J’avais pu articuler ces deux visions avec les débats sempiternels sur la fin de vie. Il y avait un écho. Mais peut-on opposer Nietzsche et Lévinas sur la question du nihilisme contemporain ? Pas sûr. On pourrait penser que l’homme qui annonce la mort de Dieu trouverait une réponse inattendue dans la trace de l’infini, présence du Très Haut, dans le visage de l’autre. Que Lévinas peut répondre au nihilisme qui suit l’absence de transcendance, par une nouvelle transcendance à travers l’autre. Mais Nietzsche comme Lévinas s’oppose au nihilisme moderne. Pour moi, Lévinas est aussi un recours pour penser contre les valeurs qui font décliner la vie.

Et c’est contre les valeurs ascétiques contemporaines que les deux philosophes se retrouvent[11]. Nietzsche soulignait déjà les avantages recherchés de l’automatisation des gestes pour l’entreprise moderne et ses conséquences sur la subjectivité : « arriver à l’ « impersonnalité », à l’oubli de soi, à l’incuria sui ». Aujourd’hui, « l’éthique du travail » interroge l’éthique lévinassienne. Le manager, ascète éduqué, cherche cette forme particulière de sujet qui ne ressent pas les imperfections de l’espèce humaine et souhaite, au fond de lui, ne plus de soucier de la conduite de sa vie.
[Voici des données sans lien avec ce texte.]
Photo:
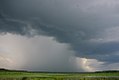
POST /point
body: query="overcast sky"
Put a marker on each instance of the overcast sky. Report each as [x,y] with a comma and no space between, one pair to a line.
[59,35]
Cet homme sans personnalité s’oublie, se néglige, n’a plus le souci de soi. Par bribes, il ne ressentira paradoxalement plus qu’une chose : la honte d’être un homme. Cette « honte prométhéenne » dont parle Günter Anders dans De L’obsolescence de l’homme, est une honte d’être né naturellement, faible et limité, honte de posséder une figure humaine face aux exigences formelles, face à cette nouvelle « transcendance noire », l’idéalisme chiffré et calculatoire qui impose à la vie des amputations inacceptables. A ce titre, la pensée de Lévinas a de beaux jours devant elle. Les valeurs contemporaines déclinistes diffusent une culture de gestion de soi qui s’oppose à la culture de la « curia sui », du soin pour soi et à travers cela, pour l’autre. Il faut se réapproprier une culture éthique contreproductive pour ne pas sombrer dans la « morale de production ». Lévinas nous invite à cela aujourd’hui : tenir tête, reprendre visage avec l’autre. Et par là, un nouveau pluralisme sera possible en politique.

 

[1] Alain Finkielkraut, La sagesse de l’amour, folio essais, 1988

[2] Frédéric Spinhirny, Eloge de la Dépense. Le corps politique comme métaphore, Editions Sens&Tonka, 2015

[3] Emmanuel Lévinas, Totalité et infini, Le livre de poche, essais, p188.

[4] Frédéric Spinhirny, La fatigue de compassion, l’hospitalité en question, Gestions Hospitalières, mai 2015, n° 546

[5] Emmanuel Kant, Fondements de la métaphysique des mœurs, 1785.

[6] Emmanuel Lévinas, Autrement qu’être ou au-delà de l’essence, Le livre de poche, essais, p92.

[7] Freud, Malaise dans la civilisation, PUF

[8] Frédéric Spinhirny/Leila Chebbi, Lois bioéthiques 2010 : entre révision et blocage, Gestions Hospitalières, mars 2010, n° 494

[9] Friedrich Nietzsche, Le Crépuscule des idoles, « Flâneries inactuelles ». Chap.36 : « Morale pour médecins »

[10] Emmanuel Lévinas, Éthique et Infini

[11] Frédéric Spinhirny, Eloge de la Dépense, 3e partie La société malade de sa dépense, chap2 L’utilitarisme prend le dessus sur le désintéressement

Frédéric Spinhirny est actuellement directeur adjoint à l’Hôpital Universitaire Necker-Enfants Malades (Assistance Publique – Hôpitaux de Paris). Ancien élève-directeur d’hôpital à l’École des Hautes Études en Santé Publique, il est également diplômé de l’Institut d’Études Politiques de Paris et titulaire d’une licence de philosophie.